A Jesus Mission

My Experience on a Missions Base: the Good, the Bad, and the Growing

Written by Bella Vanderwall, Missionary to Oakdale, California

The A Jesus Mission headquarters in Modesto, CA also serves as a home for 11 people. It’s a 4-bedroom house with a small apartment above the garage on about an acre of land. Plus a barn, storage shed, and tool shed in the large backyard where ministry and life happens. Currently we have 5 single people and two married couples with babies living here (though we’ve had up to 17 people living here in the past). Community living is extremely difficult. But that difficulty leads to growth, deeper relationships, and provision. I moved here one week after I turned eighteen. Bleach-blonde Bella, immature in her person and her faith, ready to conquer the world. Two of the initial things I struggled with the most were being under Godly leadership and my work ethic.
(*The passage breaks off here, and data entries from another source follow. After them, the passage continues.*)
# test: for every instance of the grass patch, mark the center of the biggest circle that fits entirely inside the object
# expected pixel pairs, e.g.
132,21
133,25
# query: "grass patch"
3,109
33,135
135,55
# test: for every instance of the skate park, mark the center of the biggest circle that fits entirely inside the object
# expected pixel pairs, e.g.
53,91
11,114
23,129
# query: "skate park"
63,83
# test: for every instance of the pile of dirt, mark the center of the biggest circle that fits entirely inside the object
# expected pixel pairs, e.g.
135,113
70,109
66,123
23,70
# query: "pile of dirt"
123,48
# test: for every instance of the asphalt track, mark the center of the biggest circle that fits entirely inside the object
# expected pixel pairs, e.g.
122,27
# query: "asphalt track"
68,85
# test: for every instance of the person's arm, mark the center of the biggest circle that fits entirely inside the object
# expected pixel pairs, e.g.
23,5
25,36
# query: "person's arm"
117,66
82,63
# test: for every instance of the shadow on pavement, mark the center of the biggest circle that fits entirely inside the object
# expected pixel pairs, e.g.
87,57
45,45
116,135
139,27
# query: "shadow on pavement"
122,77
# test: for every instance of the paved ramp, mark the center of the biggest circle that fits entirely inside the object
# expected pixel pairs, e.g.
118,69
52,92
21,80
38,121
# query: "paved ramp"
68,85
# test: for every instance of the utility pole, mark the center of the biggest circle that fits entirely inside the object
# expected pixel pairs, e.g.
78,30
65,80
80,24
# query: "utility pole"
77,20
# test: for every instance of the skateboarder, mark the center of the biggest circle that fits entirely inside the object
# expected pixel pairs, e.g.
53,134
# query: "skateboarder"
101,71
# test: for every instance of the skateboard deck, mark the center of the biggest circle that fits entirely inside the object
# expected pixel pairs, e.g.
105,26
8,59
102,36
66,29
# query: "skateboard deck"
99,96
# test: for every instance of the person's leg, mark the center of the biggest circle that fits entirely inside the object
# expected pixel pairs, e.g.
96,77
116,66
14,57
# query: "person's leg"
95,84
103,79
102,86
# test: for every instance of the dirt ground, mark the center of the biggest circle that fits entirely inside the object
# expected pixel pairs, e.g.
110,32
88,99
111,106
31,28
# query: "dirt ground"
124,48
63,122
Being under Godly leadership was something I really needed, I had gone far too long rebelling against leadership and it was getting me no where good. But this meant that now I would get called out and called higher. I had a really hard time transitioning into a world with no gossip, where we are loving to people even if they bother us, where your problems with someone have to be addressed because you might end up sleeping in the same room as them. I’m very thankful that this community I am a part of is one that pushes loving and clear communication. We have worked hard to be intentional to go straight to someone if we have an issue with them. Confrontation doesn’t have to be scary when both parties go into it with humble and loving hearts.

My work ethic was the other struggle for me, I was now in a place where much of my schedule was not up to just me. For example, there was a season where we would have Bible study all together at 7am sharp and then spend the summer workday pulling weeds or building bunk beds. Anyone who knows me, knows that I am not a morning person. Before moving here, I was often still asleep at 7am, and even if I was awake I certainly wasn’t ready to engage in a theological discussion. That was definitely very stretching for me. I was coming straight from doing a gap semester after graduating highschool, where other than my 25 hours a week that I worked, my schedule was fully up to me, so this was a big transition.

Fast forward to today…where am I at with all of these things? It’s been almost 3 years since moving here and so much has changed, including the fact that I got married and had a baby. God has done a big work on my heart. I got to a spot eight months ago where I knew I needed to make some big life changes if I was going to be a healthy leader, Godly wife, and a good mom to Grae. He changed my heart posture from fighting correction, to being open and excited to learn about the things I needed to change or work on. This was huge, because I was about to enter a season of a lot of needed personal growth and refining. It is a very different experience going through every facet of life with constant accountability. When you live in a tight knit community, there is not much that goes unnoticed. To be fully loved is to be fully known. Fully knowing my communication skills, my coping mechanisms, my relationship with God, my intentionality with my baby Grae, my depression, and the health of my marriage.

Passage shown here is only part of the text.